Ten tools are available to the agent:

Tool Purpose
elfmem_setup Bootstrap agent identity (run once)
elfmem_remember Store knowledge for future retrieval
elfmem_recall Retrieve relevant knowledge, rendered for prompt injection
elfmem_outcome Signal how well recalled knowledge helped
elfmem_dream Deep consolidation (embed, dedup, build graph)
elfmem_curate Archive decayed blocks, prune weak edges
elfmem_status Memory health snapshot
elfmem_connect Create or strengthen an edge between two blocks
elfmem_disconnect Remove an edge between two blocks
elfmem_guide Runtime documentation for any tool

Sessions and consolidation are managed automatically.

CLI — for shell access

# One-time project setup (detects project root, writes .elfmem/config.yaml)
elfmem init

# Check discovery paths and health
elfmem doctor

# Daily operations (no --db needed after init)
elfmem remember "User prefers dark mode" --tags ui,preference
elfmem recall "code style preferences" --json
elfmem status
elfmem guide recall

Python library — for full control

See the code example at the top of this file, and the Custom Agents section below.


Installation

uv add elfmem                   # Python library only
uv add 'elfmem[cli]'            # + CLI commands
uv add 'elfmem[tools]'          # + CLI + MCP server (recommended)
uv add 'elfmem[viz]'            # + interactive visualization dashboard

Or with pip:

pip install elfmem
pip install 'elfmem[tools]'

Requires Python 3.11+. Set your API keys:

export ANTHROPIC_API_KEY=sk-ant-...   # for Claude (LLM, default)
export OPENAI_API_KEY=sk-...          # for embeddings (text-embedding-3-small, default)

Both are needed for the default setup. See Local models for a key-free Ollama alternative.


Project Setup

elfmem init makes the CLI project-aware. Run it once in any project directory.

cd ~/projects/my-agent
elfmem init

What it does:

  1. Detects your project root (walks up to find .git, pyproject.toml, etc.)
  2. Infers your project name from pyproject.toml or package.json
  3. Creates .elfmem/config.yaml with a project: section
  4. Creates a database at ~/.elfmem/databases/{project-name}.db (outside the repo — never committed)
  5. Writes an elfmem section into CLAUDE.md / AGENTS.md (or creates CLAUDE.md)
  6. Prints the MCP JSON snippet to paste into .claude.json

After init, every elfmem command in that directory tree discovers the config automatically — no --db or --config flags needed.

Discovery chain

All commands resolve config and database through the same chain:

Priority Config Database
1 --config PATH flag --db PATH flag
2 ELFMEM_CONFIG env var ELFMEM_DB env var
3 .elfmem/config.yaml (walk up from cwd) project.db in discovered config
4 ~/.elfmem/config.yaml ~/.elfmem/agent.db (global fallback)

Init options

elfmem init                              # project-local (recommended)
elfmem init --global                     # write to ~/.elfmem/config.yaml instead
elfmem init --no-docs                    # skip CLAUDE.md / AGENTS.md update
elfmem init --docs-file CONTRIBUTING.md  # write section to a different file
elfmem init --force                      # overwrite existing config

Doctor

elfmem doctor shows you exactly which files were discovered and why:

elfmem doctor

Config:   /path/to/.elfmem/config.yaml  [project-local (.elfmem/config.yaml)]
Database: /Users/you/.elfmem/databases/my-agent.db  [project.db in config]
Project:  my-agent

Agent doc: CLAUDE.md  ✓ elfmem section found
MCP config: .claude.json  ✓ elfmem entry found

How It Works

Three rhythms

Every design decision maps to one of three rhythms:

learn()    →  Heartbeat.  Milliseconds.
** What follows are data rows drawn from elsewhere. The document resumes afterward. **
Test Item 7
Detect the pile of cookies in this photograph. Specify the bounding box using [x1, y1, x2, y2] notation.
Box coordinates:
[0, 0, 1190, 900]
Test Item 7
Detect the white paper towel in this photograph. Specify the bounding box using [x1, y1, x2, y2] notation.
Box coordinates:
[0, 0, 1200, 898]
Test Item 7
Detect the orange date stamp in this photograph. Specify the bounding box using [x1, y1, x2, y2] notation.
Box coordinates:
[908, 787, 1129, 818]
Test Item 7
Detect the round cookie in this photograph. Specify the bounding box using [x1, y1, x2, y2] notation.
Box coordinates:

No API calls. Content-hash dedup.
dream()    →  Breathing.  Seconds.      LLM-powered: embed, dedup, contradiction, graph.
curate()   →  Sleep.      Minutes.      Archive decayed, prune weak edges, reinforce top-K.
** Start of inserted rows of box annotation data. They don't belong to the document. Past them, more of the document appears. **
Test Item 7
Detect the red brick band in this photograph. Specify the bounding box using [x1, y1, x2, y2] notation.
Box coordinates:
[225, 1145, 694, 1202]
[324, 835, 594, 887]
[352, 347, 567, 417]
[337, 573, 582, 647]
In practice: learn() is called constantly; dream() runs at natural pause points; curate() runs automatically on schedule.

Five frames

Frames are pre-configured retrieval pipelines optimised for different contexts:

Frame Purpose Scoring Priority
self Agent identity, values, style Confidence, reinforcement, centrality
attention Query-relevant knowledge Similarity, recency
task Goal-oriented context Balanced across all signals
world General domain knowledge Similarity, centrality
short_term Recent observations Recency
# Identity context — cached, no embedding needed
self_ctx = await system.frame("self")

# Knowledge retrieval — hybrid pipeline with graph expansion
attn_ctx = await system.frame("attention", query="async error handling")

# Task context — balanced scoring, goal blocks guaranteed
task_ctx = await system.frame("task", query="refactor the API layer")

Knowledge lifecycle

BIRTH    →  learn(): fast inbox insert, no API
GROWTH   →  dream(): embedded, scored, deduplicated, graph edges built
MATURITY →  recall(): reinforced on retrieval, confidence rises
DECAY    →  session-aware clock ticks; unused knowledge confidence drops
ARCHIVE  →  curate(): blocks below threshold archived, not deleted

Decay is session-aware: the clock only ticks during active use. Knowledge survives holidays and downtime.

Decay tiers

Tier Half-life Use Case
Permanent ~80,000 hours Constitutional beliefs, core identity
Durable ~693 hours Stable preferences, learned values
Standard ~69 hours General knowledge
Ephemeral ~14 hours Session observations, temporary facts

Composite scoring

Every block is scored across five dimensions:

Score = w_similarity    * cosine_similarity(query, block)
      + w_confidence    * block.confidence
      + w_recency       * exp(-lambda * hours_since_reinforced)
      + w_centrality    * normalized_weighted_degree(block)
      + w_reinforcement * log(1 + count) / log(1 + max_count)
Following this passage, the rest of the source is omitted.